Moody’s Investors Service has lowered its India GDP growth forecast to 5.3 percent in 2020 due to coronavirus’ impact on the economy.

It expects India’s gross domestic product to grow at 5.8 percent in 2021.

The credit ratings agency had in February this year pegged India’s GDP growth rate at 5.4 percent—also a downgrade from an earlier forecast of 6.6 percent. That compares with the 5.3 percent estimate for 2019 and 7.4 percent achieved in 2018.

Stating that a spreading coronavirus has a significant economic fallout, Moody’s said dampening consumption demand in affected countries exacerbates disruptions to supply chains and cross-border trade of goods and services. "The longer the disruptions last, the greater the risk of global recession becomes," it said.

A number of governments and central banks have announced countervailing steps, including fiscal stimulus packages, rate cuts and regulatory forbearance.

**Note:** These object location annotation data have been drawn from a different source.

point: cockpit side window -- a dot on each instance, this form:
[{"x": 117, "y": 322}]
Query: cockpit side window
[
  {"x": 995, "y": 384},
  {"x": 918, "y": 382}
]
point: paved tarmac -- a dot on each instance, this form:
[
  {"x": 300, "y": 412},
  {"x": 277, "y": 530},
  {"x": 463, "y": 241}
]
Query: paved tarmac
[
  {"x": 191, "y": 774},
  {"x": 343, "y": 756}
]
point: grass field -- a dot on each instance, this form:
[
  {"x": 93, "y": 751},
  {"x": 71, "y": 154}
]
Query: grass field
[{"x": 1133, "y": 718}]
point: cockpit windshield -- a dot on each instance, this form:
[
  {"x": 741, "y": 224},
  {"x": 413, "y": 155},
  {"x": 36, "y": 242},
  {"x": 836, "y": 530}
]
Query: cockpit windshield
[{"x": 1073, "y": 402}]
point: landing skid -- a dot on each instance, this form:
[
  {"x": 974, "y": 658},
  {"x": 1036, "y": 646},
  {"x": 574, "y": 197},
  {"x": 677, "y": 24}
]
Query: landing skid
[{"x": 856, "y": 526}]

“But the effectiveness of policy easing will be blunted by measures to contain the outbreak, and policy space is constrained for some sovereigns," Moody’s said.

Tighter funding conditions and exchange rate depreciation could stress sovereigns with high foreign currency exposure, heavy reliance on external market funding or low forex reserve coverage, it said.

Also Read: Coronavirus: The Economic Impact Of COVID-19 On India

Moody's said the oil price shock adds to growth and fiscal pressures for exposed sovereigns. "A period of lower oil prices will further weigh on the economic and fiscal fundamentals of oil exporters, while mitigating the trade shock for importers."